Voices From the Inside Out: Wisconsin’s prison system on trial

From the January-February 2018 issue of News & Letters

by Robert Taliaferro

The people of the State of Wisconsin had enough of career politician Scott Walker and elected a new Democratic governor, Tony Evers, a career educator. Immediately, the Republican-led legislature went into a hyperdrive lame-duck session to limit not only Evers’ powers, but that of the newly elected Democratic attorney general as well.

CORRECTIONAL SYSTEM MUST CHANGE!

Evers feels it is necessary to address the reformation of the Wisconsin Correctional System—one of the most draconian and racially aberrant in the country. Nearly four decades ago under then-Governor Tommy Thompson and extending through the administrations of now former Governor Scott Walker, Wisconsin has the distinction of having the highest per capita incarceration rate of both Black and Native American males in the country.

According to an April 2013 report by the Employment and Training Institute of the University of Wisconsin-Milwaukee, “The prison population in Wisconsin has more than tripled since 1990, fueled by increased government funding for drug enforcement…and prison construction, three-strike rules, mandatory minimum sentencing laws, truth-in-sentencing replacing judicial discretion in setting punishment, concentrated policing in minority communities and state [prison] incarceration for minor probation and supervision violations.”

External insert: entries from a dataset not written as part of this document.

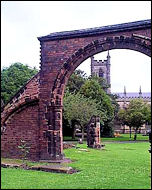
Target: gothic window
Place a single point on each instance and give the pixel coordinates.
(100, 72)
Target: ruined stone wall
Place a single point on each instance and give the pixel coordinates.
(19, 120)
(22, 125)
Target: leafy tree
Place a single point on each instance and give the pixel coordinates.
(76, 80)
(13, 78)
(80, 109)
(136, 114)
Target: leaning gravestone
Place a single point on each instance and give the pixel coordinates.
(93, 133)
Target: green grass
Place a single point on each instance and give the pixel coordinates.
(118, 166)
(123, 137)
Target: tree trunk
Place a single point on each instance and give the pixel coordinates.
(135, 136)
(130, 132)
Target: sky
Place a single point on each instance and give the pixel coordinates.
(23, 21)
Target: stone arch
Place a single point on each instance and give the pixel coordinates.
(142, 45)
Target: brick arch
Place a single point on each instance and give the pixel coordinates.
(142, 45)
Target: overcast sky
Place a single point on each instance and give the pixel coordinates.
(24, 21)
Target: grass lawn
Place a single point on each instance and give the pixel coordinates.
(118, 166)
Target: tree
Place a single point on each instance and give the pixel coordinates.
(13, 78)
(77, 108)
(136, 114)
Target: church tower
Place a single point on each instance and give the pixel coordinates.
(102, 69)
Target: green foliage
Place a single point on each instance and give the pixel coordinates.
(13, 78)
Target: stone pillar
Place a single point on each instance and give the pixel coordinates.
(93, 133)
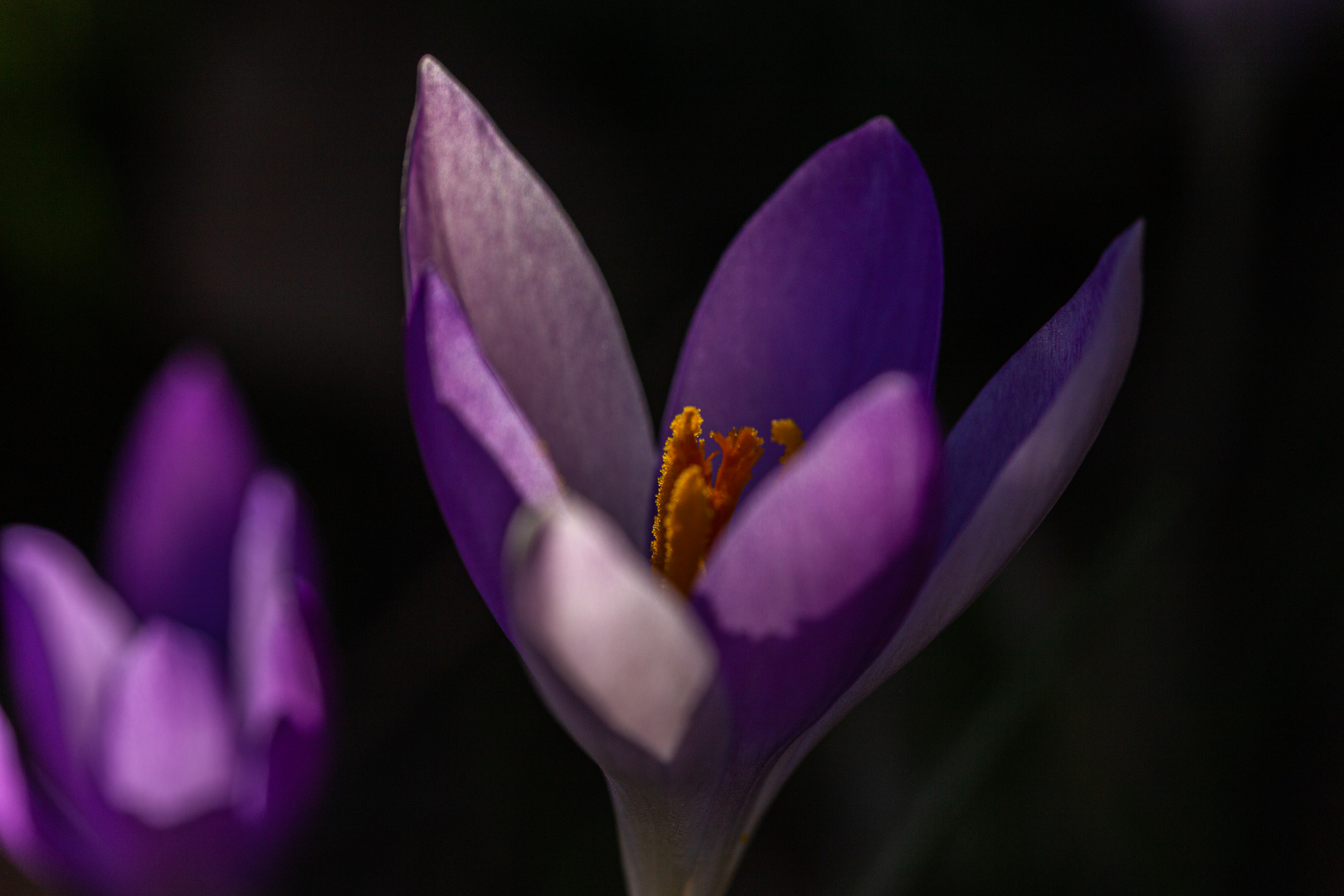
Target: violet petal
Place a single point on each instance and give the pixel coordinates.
(177, 494)
(17, 835)
(1011, 457)
(65, 631)
(537, 301)
(819, 568)
(480, 453)
(835, 280)
(168, 740)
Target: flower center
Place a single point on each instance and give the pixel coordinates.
(691, 514)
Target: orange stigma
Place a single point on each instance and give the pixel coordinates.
(691, 514)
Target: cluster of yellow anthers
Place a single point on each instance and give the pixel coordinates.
(691, 514)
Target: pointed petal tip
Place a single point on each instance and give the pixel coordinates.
(177, 490)
(17, 835)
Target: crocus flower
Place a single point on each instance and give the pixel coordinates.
(173, 712)
(778, 594)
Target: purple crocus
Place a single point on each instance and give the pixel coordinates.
(698, 681)
(173, 709)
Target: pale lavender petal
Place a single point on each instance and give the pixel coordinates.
(17, 835)
(65, 631)
(275, 670)
(481, 455)
(1011, 457)
(168, 751)
(177, 494)
(835, 280)
(617, 635)
(537, 301)
(819, 568)
(628, 670)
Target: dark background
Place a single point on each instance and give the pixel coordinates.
(1148, 700)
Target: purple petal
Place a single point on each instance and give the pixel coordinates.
(1010, 458)
(616, 635)
(177, 494)
(480, 453)
(537, 301)
(65, 629)
(168, 751)
(835, 280)
(17, 835)
(819, 568)
(275, 670)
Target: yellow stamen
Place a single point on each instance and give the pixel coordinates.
(683, 449)
(691, 514)
(788, 434)
(687, 528)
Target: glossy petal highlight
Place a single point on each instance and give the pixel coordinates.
(477, 214)
(835, 280)
(481, 455)
(177, 494)
(275, 670)
(616, 633)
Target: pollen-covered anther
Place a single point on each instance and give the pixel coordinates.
(691, 514)
(687, 528)
(788, 434)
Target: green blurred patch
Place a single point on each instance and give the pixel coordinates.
(41, 45)
(58, 217)
(56, 206)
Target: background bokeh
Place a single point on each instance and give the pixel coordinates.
(1151, 696)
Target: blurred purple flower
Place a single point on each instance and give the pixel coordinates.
(173, 715)
(838, 567)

The report noted that over half of Black men in their 30s from Milwaukee County had served time in state prisons, and that Wisconsin locked up white and Hispanic males at a significantly lower rate than the national average.

In 2008, Wisconsin’s Democratic governor at the time, James Doyle, created a “Commission on Reducing Racial Disparities in the Wisconsin Justice System,” which came up with 56 recommendations to address those problems which were prevalent at all levels of the Wisconsin Criminal Justice System. With the election of Scott Walker in 2010, not only were the recommendations ignored, but, like Trump’s scorched earth rescinding of Obama-era regulations and policies, Walker did much the same thing to Doyle’s policies.

BLACK COMMUNITIES DECIMATED

In Wisconsin, as in nearly every community in the country, the Prison Industrial Complex (PIC), and its state and federal actors, worked diligently to decimate communities of color economically, socially and politically by its rush to incarcerate and financially and culturally bankrupt the families of those who are incarcerated. On returning to their communities, Black males have minimal resources to move forward with their lives in a productive manner, due to roadblocks by the PIC.

The criminal justice system (CJS), from the police to correctional administrators and staff, operates with impunity when it comes to racially discriminatory practices—from inequities in prison disciplinary proceedings, to the assignment of program needs for the sole purpose of keeping prisoners of color confined in higher custody ratings, or being able to deny parole considerations.

When prisoners of color attempt to address these issues in Wisconsin, through administrative or judicial processes, they are required to provide proof that racial bias exists and was intentional. Even if this were feasible, prisoners are fettered by Clinton-era laws such as the PLRA, which makes it nearly impossible to sustain legal actions against abuses. It is hoped that the vision of the executive branch in Wisconsin will encompass a systematic overhaul of the Wisconsin CJS. The battle lines for change had already been drawn even before Evers was sworn in.

Elements in the State of Wisconsin want to conduct business as usual when it comes to the systemic inequities within the state’s archaic criminal justice processes which have been allowed to run rampant. Thompson, Doyle, Walker and others made sure that Wisconsin’s correctional system operated with efficiency to ensure that fear-based policies would enable the PIC to have a firm hold in the state, especially when it came to the incarceration of people of color—a staple of Walker’s policies.

Wisconsin now has an opportunity to evolve from the 18th century ideals in corrections that have festered for decades, and move towards 21st century solutions. It is hoped that Evers’ era of governance is not only “open for business,” but for real change.